İSLAMDA TEMİZLİK

     Mikrop bildiğiniz üzere mikro organizma denen küçük mevcudiyetlerdir. (Varlıklar) Gözle görünmezler. Ancak mikroskop denen optik- mercekli cihazlarla görünebilirler. Bir kısım mikroplar mikroskopla dahi görünmezler, seçilemezler. Filtreden geçerler, bunlara virüs denir. Vücuda giren mikroplar, bulundukları yerde odaklanıp hastalıklara neden olur.
     İslam kültüründe, en güzel ve gerçek ibadet, temiz ve sağlıklı kalp ve bedenle yapılabilendir.

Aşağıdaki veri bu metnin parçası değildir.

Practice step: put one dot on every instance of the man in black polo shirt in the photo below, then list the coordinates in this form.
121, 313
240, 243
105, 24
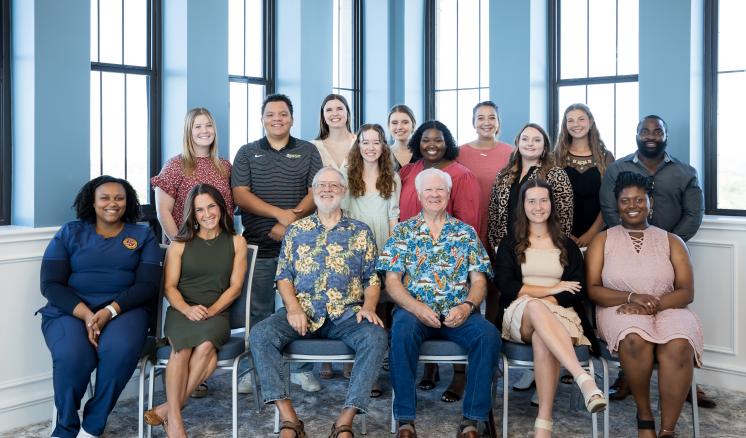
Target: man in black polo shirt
271, 181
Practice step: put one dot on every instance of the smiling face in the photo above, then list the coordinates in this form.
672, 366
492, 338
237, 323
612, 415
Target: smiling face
277, 119
335, 114
328, 192
651, 138
371, 145
401, 126
206, 212
578, 124
486, 122
537, 204
531, 144
634, 205
433, 194
109, 203
433, 146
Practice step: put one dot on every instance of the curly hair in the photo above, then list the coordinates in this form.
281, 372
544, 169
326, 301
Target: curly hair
323, 126
632, 179
189, 227
515, 164
188, 161
521, 228
414, 142
598, 148
385, 182
86, 197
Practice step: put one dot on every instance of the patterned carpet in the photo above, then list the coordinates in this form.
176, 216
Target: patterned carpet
211, 417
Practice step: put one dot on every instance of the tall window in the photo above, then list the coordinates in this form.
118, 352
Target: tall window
250, 67
6, 163
597, 63
725, 156
347, 43
124, 91
457, 62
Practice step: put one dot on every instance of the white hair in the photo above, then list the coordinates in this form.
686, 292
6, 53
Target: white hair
432, 171
342, 178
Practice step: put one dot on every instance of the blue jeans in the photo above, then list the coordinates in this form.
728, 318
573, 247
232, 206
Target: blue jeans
74, 359
270, 336
479, 337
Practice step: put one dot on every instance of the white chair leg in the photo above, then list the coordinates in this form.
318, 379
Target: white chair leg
277, 420
505, 395
695, 408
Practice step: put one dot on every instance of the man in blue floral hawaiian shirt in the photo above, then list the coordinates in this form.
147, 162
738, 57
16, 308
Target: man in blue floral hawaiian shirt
327, 278
436, 273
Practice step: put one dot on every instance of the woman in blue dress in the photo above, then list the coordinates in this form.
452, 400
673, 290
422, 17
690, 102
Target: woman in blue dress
100, 275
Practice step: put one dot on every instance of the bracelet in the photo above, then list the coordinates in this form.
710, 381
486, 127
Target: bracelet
112, 310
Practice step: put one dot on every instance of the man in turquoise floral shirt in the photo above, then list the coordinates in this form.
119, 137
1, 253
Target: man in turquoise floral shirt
436, 273
327, 278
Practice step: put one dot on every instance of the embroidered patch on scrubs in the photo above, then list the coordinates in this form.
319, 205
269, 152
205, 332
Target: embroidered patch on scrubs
129, 243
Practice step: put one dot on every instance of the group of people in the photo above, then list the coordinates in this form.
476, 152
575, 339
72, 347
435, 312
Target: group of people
358, 237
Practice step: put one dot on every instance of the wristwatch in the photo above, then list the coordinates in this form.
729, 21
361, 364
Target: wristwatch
474, 308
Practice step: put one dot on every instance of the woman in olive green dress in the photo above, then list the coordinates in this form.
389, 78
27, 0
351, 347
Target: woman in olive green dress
205, 267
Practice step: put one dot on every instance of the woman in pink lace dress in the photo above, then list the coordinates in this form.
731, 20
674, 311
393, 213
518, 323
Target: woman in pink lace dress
641, 278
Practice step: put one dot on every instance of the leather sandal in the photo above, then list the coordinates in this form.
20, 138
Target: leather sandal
345, 428
428, 384
152, 419
406, 431
295, 426
594, 398
540, 423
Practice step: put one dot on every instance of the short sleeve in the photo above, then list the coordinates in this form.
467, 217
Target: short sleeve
392, 256
170, 177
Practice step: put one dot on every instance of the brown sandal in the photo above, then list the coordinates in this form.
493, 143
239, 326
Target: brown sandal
295, 426
336, 430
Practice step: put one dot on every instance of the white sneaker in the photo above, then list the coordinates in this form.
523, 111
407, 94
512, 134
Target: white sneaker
244, 384
306, 380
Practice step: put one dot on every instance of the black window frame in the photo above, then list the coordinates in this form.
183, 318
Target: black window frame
711, 23
555, 59
357, 68
270, 40
6, 183
153, 71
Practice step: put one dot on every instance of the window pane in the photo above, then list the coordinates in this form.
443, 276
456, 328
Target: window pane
238, 117
731, 35
254, 38
446, 38
731, 154
110, 31
136, 32
468, 43
628, 39
235, 37
137, 135
574, 39
112, 124
95, 123
627, 116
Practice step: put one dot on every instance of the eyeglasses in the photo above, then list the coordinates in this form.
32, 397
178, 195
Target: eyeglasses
335, 187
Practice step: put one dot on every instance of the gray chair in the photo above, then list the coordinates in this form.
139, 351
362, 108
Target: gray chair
318, 350
607, 360
229, 356
521, 356
437, 351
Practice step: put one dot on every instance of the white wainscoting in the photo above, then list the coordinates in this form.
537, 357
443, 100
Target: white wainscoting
718, 252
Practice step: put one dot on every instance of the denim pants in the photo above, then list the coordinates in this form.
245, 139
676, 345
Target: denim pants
479, 337
270, 336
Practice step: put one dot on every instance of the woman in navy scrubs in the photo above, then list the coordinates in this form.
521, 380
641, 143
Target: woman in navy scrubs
99, 275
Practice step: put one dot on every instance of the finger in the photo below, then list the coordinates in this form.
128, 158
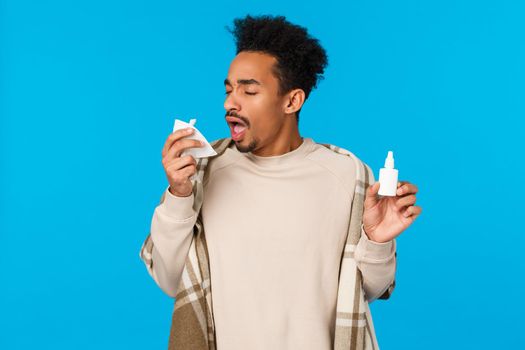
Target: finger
178, 147
412, 211
371, 195
179, 163
406, 187
174, 136
404, 201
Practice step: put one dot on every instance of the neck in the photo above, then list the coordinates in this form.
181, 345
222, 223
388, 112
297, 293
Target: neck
286, 140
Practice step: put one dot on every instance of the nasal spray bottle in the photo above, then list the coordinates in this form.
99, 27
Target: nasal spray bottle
388, 177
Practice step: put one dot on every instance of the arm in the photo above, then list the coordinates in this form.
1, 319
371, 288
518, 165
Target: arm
377, 263
165, 249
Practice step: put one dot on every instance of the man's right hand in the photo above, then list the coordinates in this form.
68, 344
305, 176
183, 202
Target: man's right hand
179, 169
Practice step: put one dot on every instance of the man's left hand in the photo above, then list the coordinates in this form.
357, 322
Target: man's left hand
384, 218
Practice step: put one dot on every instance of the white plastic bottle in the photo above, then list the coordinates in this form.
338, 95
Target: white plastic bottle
388, 177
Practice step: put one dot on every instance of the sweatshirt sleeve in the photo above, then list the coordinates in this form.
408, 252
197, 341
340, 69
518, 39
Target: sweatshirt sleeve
165, 249
377, 263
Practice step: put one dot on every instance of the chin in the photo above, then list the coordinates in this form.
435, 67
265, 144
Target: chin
245, 148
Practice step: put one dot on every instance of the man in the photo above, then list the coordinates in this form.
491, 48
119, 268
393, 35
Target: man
276, 212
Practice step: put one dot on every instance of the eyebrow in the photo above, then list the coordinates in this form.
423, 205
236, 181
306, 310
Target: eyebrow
243, 82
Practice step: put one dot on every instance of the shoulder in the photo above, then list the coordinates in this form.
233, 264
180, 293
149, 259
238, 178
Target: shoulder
341, 162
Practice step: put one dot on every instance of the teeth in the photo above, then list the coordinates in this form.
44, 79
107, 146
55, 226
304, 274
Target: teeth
238, 128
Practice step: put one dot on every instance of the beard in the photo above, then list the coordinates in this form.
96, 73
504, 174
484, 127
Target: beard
244, 149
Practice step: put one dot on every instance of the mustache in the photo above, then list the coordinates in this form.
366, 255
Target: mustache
234, 114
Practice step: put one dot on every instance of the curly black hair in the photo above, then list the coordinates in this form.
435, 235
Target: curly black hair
300, 58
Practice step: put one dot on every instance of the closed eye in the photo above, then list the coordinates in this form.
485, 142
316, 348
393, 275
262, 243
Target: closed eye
247, 93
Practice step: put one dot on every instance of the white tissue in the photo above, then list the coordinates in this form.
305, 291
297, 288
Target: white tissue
197, 152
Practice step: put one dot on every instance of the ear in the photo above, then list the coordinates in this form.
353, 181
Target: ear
293, 101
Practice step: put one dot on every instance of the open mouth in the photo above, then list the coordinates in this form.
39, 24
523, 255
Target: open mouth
237, 127
237, 130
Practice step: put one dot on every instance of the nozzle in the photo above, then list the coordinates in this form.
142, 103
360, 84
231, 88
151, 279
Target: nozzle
389, 161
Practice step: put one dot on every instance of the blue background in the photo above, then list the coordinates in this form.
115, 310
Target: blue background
89, 92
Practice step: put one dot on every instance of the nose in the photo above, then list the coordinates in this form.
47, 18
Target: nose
231, 102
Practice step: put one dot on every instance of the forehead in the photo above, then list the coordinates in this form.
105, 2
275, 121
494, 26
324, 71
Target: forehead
252, 65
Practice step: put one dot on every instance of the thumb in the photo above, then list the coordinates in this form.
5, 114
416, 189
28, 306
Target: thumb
371, 195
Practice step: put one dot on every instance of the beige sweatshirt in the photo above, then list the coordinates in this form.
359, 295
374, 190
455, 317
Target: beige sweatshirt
275, 228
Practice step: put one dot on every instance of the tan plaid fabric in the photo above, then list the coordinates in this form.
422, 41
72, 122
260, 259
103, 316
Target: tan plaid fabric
192, 320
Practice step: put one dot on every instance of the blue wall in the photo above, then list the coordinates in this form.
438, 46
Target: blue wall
89, 92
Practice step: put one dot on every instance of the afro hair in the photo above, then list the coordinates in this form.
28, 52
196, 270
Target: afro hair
300, 58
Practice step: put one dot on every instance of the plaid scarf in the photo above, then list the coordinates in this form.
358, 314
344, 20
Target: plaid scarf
192, 320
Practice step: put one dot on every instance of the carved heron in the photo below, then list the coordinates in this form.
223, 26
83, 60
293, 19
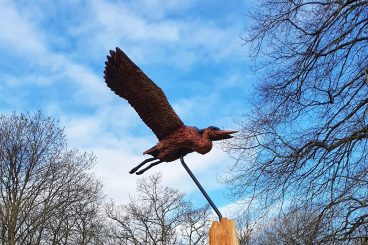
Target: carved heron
175, 139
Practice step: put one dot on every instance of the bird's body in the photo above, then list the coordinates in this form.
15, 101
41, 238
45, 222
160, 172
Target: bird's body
175, 139
181, 142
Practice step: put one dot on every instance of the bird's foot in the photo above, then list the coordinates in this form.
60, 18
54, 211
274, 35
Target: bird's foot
133, 170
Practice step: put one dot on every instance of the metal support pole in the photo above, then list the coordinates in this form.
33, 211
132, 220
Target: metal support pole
201, 188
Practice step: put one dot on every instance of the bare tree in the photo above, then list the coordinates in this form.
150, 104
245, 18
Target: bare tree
305, 140
296, 226
47, 195
159, 215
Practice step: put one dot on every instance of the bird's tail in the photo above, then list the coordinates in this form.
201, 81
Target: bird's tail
153, 151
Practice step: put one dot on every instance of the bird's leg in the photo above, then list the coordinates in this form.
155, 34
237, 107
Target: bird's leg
149, 166
141, 164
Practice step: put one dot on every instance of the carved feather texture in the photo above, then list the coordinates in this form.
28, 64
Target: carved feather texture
129, 82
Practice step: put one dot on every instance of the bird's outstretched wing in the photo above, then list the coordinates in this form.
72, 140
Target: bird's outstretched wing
128, 81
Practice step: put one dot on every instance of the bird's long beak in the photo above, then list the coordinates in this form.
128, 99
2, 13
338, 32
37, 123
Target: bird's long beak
223, 134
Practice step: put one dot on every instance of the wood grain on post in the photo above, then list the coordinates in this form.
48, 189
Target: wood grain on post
223, 233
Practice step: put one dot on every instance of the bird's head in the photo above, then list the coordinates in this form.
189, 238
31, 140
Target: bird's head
215, 133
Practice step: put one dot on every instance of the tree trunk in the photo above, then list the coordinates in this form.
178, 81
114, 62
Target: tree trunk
223, 233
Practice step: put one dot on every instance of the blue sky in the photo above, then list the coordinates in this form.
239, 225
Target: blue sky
52, 56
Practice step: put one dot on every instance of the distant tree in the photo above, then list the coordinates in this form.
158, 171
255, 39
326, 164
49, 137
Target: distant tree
306, 138
158, 215
47, 194
296, 226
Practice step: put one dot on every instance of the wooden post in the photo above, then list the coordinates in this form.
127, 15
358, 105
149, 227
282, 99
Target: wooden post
223, 233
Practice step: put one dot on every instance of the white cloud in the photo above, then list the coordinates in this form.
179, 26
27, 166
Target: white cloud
150, 37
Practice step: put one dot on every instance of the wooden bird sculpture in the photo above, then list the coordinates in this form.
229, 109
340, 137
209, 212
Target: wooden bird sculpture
175, 139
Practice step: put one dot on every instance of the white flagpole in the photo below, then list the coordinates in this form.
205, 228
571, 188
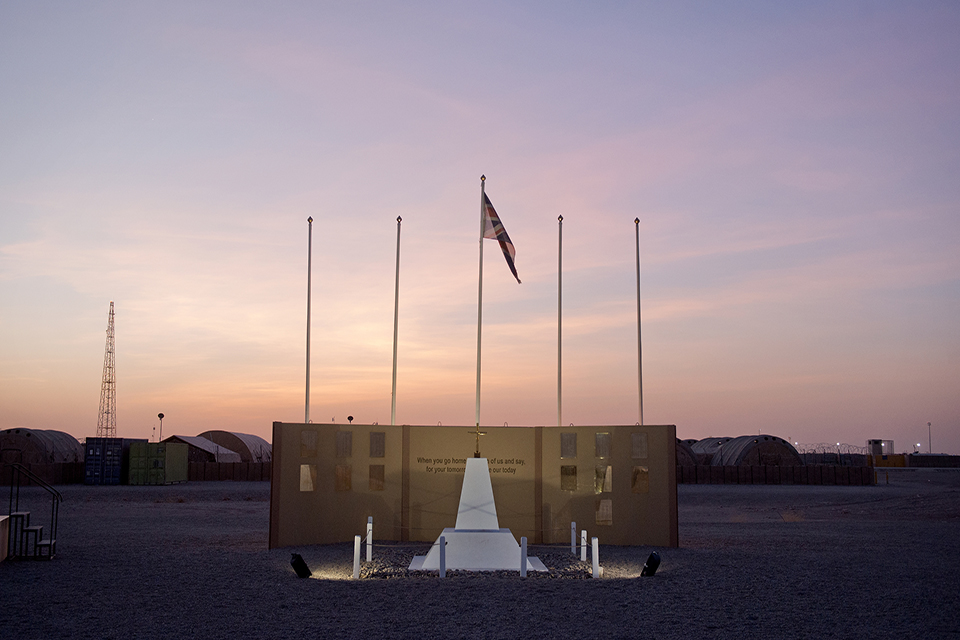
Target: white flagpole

     Bunun içindir ki temizliğin İslamiyet’te çok önemli bir yeri vardır. Sadakatli, samimiyetli olan ve riyakârlık mikrobundan uzak olan bir mümin mutlaka ruhen ve bedenen temiz yaşar. Temiz yer temiz içer. Temiz giyinir.
     Temizlik insan sağlığını koruyan ve insana başkalarının sadakatle hürmet ve sevgisini kazandıran en güzel bir ahlaktır. Temizlik deyince akla hemen vücudun her tarafını temizlemek yeterli değildir. Allah'tan korkan ve ruhunda Vatan sevgisi olan Müslüman'nın dış temizlikle beraber, iç (Haram yememeli) temizliğe de riayet etmeli. Dini sözünü ve kalbini de tertemiz tutmalıdır. Çünkü pislik, insana hem başkalarının nefretini kazandırır, hem de bir çok hastalıklara neden olur, hem de Allah'ın rızasını ve Hz. Muhammed (S.A.V.) in muhabbetini kaybettirir..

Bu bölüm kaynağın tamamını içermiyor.